C’è da chiedersi perché gli accademici svedesi non abbiano mai pensato di dare il Nobel a Gandhi, il profeta della nonviolenza, maestro di generazioni di pacifisti. Semplice: non volevano far dispetto all’Inghilterra, contro cui il Mahatma aveva combattuto per liberare l’India. E questo ci riporta all’oggi. La prudenza, il conformismo, il "politicamente corretto" guidano a volte le decisioni dei saggi che decidono il Nobel.
 
Tra i candidati di quest’anno c’erano due cinesi: Hu Jia e Gao Zhisheng , combattenti per i diritti umani in Cina, ora condannati per reati comuni. Ma la Repubblica popolare aveva mandato, più o meno apertamente, un avvertimento ai giurati del premio: i due dissidenti sono "criminali" e infatti stanno in carcere.
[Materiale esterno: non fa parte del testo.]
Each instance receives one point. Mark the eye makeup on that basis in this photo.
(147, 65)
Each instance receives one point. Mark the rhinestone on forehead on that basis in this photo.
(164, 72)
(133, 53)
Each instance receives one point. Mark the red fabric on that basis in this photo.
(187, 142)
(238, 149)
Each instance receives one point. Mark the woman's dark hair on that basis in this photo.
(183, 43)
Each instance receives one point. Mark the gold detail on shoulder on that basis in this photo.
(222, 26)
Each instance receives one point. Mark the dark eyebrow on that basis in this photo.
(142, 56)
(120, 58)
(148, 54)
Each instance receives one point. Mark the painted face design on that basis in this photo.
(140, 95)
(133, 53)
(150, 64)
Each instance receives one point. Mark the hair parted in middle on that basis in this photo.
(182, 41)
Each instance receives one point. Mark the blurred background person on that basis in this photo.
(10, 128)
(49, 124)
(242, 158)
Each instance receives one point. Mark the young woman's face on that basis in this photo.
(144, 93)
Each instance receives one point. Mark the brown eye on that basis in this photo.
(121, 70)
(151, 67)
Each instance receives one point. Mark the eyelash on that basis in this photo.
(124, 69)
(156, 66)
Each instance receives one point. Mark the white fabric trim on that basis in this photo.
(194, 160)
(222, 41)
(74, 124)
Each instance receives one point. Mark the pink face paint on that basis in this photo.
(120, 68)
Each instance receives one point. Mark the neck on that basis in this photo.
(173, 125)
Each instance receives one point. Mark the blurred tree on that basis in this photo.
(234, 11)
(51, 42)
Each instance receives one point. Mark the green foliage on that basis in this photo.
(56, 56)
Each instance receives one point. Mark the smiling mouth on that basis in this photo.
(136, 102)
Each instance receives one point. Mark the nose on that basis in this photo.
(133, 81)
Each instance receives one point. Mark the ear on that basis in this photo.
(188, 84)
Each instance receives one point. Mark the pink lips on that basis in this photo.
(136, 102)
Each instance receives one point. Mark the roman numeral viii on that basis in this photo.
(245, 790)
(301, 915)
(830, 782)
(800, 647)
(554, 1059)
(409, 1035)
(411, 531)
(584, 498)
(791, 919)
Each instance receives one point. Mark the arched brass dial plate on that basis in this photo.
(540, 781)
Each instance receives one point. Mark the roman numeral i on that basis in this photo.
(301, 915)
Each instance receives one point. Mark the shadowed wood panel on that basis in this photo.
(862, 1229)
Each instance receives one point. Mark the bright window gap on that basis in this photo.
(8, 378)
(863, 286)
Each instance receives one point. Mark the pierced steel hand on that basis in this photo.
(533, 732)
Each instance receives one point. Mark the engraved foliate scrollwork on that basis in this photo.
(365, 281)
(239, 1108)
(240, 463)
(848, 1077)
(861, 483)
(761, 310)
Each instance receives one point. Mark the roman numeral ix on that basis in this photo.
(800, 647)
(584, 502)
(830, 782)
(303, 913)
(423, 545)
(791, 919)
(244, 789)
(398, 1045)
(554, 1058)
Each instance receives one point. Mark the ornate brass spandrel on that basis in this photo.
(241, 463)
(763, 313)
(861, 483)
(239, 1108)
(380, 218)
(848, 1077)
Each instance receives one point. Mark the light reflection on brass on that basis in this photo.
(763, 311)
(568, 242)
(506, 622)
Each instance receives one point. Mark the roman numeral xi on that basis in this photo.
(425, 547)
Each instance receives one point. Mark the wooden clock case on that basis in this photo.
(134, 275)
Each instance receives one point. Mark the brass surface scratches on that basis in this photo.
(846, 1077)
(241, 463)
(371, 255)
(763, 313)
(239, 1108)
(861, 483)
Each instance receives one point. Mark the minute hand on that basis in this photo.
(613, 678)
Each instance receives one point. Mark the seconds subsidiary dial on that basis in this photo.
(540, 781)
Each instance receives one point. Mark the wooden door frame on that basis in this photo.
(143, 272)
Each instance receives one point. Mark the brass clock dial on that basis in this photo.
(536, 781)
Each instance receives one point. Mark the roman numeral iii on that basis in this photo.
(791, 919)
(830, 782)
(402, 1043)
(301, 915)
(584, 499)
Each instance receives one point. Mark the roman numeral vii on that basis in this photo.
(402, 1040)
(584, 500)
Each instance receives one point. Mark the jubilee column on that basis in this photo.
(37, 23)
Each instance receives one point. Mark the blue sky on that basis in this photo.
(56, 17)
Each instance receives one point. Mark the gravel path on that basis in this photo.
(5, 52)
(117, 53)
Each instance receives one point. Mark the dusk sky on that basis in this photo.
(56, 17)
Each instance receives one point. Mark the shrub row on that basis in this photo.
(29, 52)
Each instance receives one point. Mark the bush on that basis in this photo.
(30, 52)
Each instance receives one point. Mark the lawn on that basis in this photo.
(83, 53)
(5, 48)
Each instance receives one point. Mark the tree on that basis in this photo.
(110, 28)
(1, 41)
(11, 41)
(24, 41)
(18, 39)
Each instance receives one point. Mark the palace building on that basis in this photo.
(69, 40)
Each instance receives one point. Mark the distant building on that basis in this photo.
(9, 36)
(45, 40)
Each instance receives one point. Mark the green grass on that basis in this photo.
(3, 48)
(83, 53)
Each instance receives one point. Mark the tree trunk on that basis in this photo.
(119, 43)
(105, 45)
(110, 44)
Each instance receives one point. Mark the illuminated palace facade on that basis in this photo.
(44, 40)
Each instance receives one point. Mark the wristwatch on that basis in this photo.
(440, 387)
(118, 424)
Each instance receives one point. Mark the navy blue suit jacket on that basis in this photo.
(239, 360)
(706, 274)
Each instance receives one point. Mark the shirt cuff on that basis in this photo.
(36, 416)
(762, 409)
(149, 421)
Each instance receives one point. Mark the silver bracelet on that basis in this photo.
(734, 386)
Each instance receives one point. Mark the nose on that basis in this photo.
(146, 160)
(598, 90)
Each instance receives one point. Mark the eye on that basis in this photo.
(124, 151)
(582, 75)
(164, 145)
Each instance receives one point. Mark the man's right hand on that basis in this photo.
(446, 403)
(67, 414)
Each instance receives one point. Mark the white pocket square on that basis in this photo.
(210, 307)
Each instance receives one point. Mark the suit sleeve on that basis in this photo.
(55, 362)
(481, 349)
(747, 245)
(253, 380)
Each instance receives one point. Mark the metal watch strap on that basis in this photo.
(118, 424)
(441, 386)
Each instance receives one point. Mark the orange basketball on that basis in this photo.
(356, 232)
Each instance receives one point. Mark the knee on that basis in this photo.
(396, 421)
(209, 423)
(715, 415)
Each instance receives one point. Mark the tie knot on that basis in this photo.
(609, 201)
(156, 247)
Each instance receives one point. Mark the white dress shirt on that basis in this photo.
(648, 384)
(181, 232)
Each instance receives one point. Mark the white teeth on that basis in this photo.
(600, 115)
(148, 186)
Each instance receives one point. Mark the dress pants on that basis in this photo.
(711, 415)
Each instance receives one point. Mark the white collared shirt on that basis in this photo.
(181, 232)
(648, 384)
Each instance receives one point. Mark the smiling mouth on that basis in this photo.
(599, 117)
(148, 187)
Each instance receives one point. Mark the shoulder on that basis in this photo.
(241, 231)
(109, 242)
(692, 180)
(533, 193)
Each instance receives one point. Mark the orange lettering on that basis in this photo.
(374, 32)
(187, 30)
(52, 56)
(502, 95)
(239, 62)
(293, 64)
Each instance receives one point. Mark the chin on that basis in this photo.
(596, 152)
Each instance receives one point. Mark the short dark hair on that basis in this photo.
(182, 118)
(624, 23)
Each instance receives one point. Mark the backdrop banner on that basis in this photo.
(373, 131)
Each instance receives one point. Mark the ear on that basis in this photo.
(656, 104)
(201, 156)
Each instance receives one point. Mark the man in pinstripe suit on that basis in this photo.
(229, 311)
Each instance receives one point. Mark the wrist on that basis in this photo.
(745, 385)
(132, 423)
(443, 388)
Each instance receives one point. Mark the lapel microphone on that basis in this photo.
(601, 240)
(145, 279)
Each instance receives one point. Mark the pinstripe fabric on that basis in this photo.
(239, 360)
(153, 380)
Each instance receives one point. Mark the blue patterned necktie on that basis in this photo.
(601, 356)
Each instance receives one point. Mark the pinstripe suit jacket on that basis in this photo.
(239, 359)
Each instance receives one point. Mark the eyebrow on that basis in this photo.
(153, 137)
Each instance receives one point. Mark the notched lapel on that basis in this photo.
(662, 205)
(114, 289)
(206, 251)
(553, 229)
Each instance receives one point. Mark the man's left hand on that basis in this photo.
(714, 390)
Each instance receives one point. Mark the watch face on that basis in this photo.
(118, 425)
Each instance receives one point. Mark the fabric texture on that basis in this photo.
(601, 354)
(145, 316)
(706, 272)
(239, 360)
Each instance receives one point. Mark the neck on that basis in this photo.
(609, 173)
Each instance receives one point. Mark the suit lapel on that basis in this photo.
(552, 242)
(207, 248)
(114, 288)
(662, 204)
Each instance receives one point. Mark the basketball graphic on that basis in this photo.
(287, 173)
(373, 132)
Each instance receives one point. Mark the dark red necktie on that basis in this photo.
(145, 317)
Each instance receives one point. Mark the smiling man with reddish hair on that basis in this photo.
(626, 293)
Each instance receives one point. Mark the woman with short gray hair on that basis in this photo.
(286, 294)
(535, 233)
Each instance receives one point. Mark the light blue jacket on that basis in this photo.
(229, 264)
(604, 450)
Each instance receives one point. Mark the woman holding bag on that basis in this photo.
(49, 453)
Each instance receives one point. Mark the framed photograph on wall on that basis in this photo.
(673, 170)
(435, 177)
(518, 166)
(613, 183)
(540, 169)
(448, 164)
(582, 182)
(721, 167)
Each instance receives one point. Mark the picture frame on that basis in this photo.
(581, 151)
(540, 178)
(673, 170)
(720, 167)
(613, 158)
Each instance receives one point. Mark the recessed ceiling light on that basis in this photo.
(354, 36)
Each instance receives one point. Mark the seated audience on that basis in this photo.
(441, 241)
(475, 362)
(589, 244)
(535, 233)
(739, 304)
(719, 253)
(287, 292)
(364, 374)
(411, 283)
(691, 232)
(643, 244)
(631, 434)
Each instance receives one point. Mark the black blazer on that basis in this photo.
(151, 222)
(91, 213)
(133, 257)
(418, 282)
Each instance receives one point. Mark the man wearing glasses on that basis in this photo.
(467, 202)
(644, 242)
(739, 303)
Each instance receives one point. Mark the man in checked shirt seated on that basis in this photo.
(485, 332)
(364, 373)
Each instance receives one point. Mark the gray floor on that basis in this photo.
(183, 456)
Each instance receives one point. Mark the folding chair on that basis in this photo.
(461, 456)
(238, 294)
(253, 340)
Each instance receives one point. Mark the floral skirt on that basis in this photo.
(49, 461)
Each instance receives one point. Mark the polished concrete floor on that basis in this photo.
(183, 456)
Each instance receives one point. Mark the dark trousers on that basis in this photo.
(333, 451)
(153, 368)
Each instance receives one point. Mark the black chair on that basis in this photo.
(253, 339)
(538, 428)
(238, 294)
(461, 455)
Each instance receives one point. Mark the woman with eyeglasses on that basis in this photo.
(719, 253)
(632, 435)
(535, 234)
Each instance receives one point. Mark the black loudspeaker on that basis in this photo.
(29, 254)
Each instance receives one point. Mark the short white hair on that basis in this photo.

La giuria del Nobel s’è adeguata: non si può urtare un grande Paese, si capisce.
 
E qui arrivo all’esclusione di un’altra candidata, Ingrid Betancourt. Ostaggio della guerriglia colombiana per più di sei anni, prigioniera nella giungla, ha mandato da quel buio un messaggio di dolore e di speranza, di orrore per la violenza e di passione per la giustizia. Sto leggendo il libro Lettera a mia madre, che raccoglie ciò che Ingrid scriveva quand’era sepolta nella foresta. La prefazione è di Elie Wiesel, sopravvissuto dell’Olocausto e Nobel per la pace nell’86. Scrive Wiesel: «Questa combattente per la libertà del genere umano, messa di fronte alla brutalità del male, mantiene intatti il suo ripudio dell’odio, la sua dignità, la fede nell’uomo». Il libro termina con l’elenco degli ostaggi ancora in mano della guerriglia. Un grido per invocare la loro liberazione.
 
Mi dispiace che non abbiano dato il Nobel a Ingrid. Ma penso che non occorre un riconoscimento tanto prestigioso per confrontarci con un’eroina disarmata che, con il coraggio e la forza morale, ci coinvolge nella causa della pace.